Until about 1990, GNP was the standard measure of national output. Now
we use GDP instead.
---- Q: Why do you suppose we've switched our standard measure from GNP to GDP?
---- A: Because of the growing internationalization of the U.S. economy. TV newscasters sometimes warn that "foreigners are buying up America," and it's partly true. That Subaru plant in Indiana provides a lot more jobs for Americans than does a Chrysler plant in Mexico, so seems logical to include most of its output in our national output, rather than vice versa. In 1990, U.S. GDP > GNP by $37 billion-- there were a lot more foreign-owned businesses in U.S. than U.S.-owned businesses in rest of world. (In recent years, by contrast, GNP has been slightly larger than GDP in the U.S.) Foreign direct investment in the U.S. jumped from $54.5 billion in 1979 to over $400 billion in 1989.
Def. Per capita GDP: GDP per person
-- (Closely related to productivity, which is output/worker.)
U.S. GDP in 1998: ~ $8 trillion, world's largest by far.
-- U.S. per-capita GDP in 1995 = ~$27,000, world's 6th-largest
---- top five: Switzerland ($40,600); Japan ($39,600); Norway ($31,200); Denmark ($29,900); Germany ($27,510)
Q: Why should you care about what the level of GDP is?
* GDP has been called a country's "economic report card."
* Per-capita GDP is a reasonable measure of a country's standard of living. In fact, "standard of living" and "per capita GDP" have come to be virtually synonymous. Higher per capita GDP means that, on average, people will be eating better, living in better dwellings, healthier, better clothed, better educated, consuming more luxuries, etc.
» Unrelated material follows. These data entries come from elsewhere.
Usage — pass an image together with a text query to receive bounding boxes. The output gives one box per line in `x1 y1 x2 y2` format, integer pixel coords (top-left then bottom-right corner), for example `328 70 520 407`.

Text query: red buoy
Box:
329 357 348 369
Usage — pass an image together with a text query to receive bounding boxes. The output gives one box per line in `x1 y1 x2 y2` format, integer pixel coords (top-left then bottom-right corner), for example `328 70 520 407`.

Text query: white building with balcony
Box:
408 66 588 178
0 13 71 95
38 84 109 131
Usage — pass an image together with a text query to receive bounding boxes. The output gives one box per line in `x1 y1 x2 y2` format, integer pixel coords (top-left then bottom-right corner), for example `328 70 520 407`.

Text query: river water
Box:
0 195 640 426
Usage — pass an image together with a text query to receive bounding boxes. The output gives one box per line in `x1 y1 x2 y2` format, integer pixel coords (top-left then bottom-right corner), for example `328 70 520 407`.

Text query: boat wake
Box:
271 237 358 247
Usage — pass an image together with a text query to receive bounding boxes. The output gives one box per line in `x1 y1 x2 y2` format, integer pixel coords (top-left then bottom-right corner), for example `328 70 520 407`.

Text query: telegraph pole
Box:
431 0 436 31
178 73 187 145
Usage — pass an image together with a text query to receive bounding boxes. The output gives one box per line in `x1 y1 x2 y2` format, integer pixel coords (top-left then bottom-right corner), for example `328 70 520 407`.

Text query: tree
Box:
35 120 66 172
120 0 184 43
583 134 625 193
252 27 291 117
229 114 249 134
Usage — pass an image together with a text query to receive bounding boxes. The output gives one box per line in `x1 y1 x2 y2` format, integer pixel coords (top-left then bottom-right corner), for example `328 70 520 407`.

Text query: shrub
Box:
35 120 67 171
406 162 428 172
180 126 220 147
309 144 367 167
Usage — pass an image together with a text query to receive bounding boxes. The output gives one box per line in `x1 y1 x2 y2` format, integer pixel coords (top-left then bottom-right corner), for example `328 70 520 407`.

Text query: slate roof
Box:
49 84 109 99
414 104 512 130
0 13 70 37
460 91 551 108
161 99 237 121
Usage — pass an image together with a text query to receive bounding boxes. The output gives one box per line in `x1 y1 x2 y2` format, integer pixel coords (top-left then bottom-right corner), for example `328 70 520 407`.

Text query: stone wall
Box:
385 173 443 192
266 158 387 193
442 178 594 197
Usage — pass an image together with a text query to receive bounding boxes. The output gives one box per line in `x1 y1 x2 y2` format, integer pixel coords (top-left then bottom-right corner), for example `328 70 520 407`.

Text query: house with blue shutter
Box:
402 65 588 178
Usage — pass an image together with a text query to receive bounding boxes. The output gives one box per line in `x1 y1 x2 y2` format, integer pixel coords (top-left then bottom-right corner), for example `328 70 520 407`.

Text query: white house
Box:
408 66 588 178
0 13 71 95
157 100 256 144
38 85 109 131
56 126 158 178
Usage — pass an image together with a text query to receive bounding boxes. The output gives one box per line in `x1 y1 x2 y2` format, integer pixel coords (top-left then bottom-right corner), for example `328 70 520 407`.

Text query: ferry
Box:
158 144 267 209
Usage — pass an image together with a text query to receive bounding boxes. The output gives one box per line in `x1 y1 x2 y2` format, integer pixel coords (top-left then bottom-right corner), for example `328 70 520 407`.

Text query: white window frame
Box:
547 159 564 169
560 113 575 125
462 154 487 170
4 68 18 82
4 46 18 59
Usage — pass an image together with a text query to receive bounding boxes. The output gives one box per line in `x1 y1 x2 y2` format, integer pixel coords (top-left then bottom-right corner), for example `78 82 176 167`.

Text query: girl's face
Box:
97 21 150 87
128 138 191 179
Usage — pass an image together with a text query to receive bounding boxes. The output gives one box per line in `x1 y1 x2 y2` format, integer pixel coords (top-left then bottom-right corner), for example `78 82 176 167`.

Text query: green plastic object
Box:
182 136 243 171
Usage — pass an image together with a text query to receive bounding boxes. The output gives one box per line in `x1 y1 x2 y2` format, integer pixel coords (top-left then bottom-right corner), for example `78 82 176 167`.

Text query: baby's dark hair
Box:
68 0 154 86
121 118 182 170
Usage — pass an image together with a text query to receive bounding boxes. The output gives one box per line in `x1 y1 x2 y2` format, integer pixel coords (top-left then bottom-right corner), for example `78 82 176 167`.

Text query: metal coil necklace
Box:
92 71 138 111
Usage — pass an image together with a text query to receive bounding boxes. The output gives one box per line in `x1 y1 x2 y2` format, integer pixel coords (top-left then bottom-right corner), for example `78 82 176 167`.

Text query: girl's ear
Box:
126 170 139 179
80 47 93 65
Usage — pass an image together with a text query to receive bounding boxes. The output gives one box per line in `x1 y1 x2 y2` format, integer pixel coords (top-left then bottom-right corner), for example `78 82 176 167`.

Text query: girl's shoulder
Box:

* A large absolute GDP ==> a powerful country.
-- The U.S., with the world's largest GDP by far, is also "the world's only remaining superpower." Like the 900-pound gorilla that sits wherever it wants, an economic powerhouse like the U.S. wields enormous influence in world politics.
Also, you should care because it's an essential part of macro. Economics is about measuring social data as well as interpreting it. Most people would agree that interpreting the data is a lot more fun-- e.g., arguing over whether Reagan's supply-side policies worked or didn't work -- and we'll get to that soon in this course. But for now, let's learn a bit about what the data looks like and where it comes from.
National income accounting, like macro, itself is a relatively new phenomenon:
-- Recall that John Maynard Keynes published The General Theory in 1936, during and largely as an answer to the Great Depression.
-- Simon Kuznets, the father of national income accounting (and later a recipient of the Nobel Prize in economics), published his first estimates of U.S. national output in 1934 and continued to do so through the 1940s. Kuznets estimated U.S. output retroactively to 1869.
---- Historical note: In the 1940s, during World War II, the U.S. and England had national income accounting, and Hitler's Germany did not. That knowledge about national production capabilities made a tremendous contribution to the Allies' military victory.
Calculating the level of GNP or GDP is not easy -- the U.S. Commerce Department employs huge teams of economists and accountants to crunch out the "National Income and Product Accounts" (NIPA).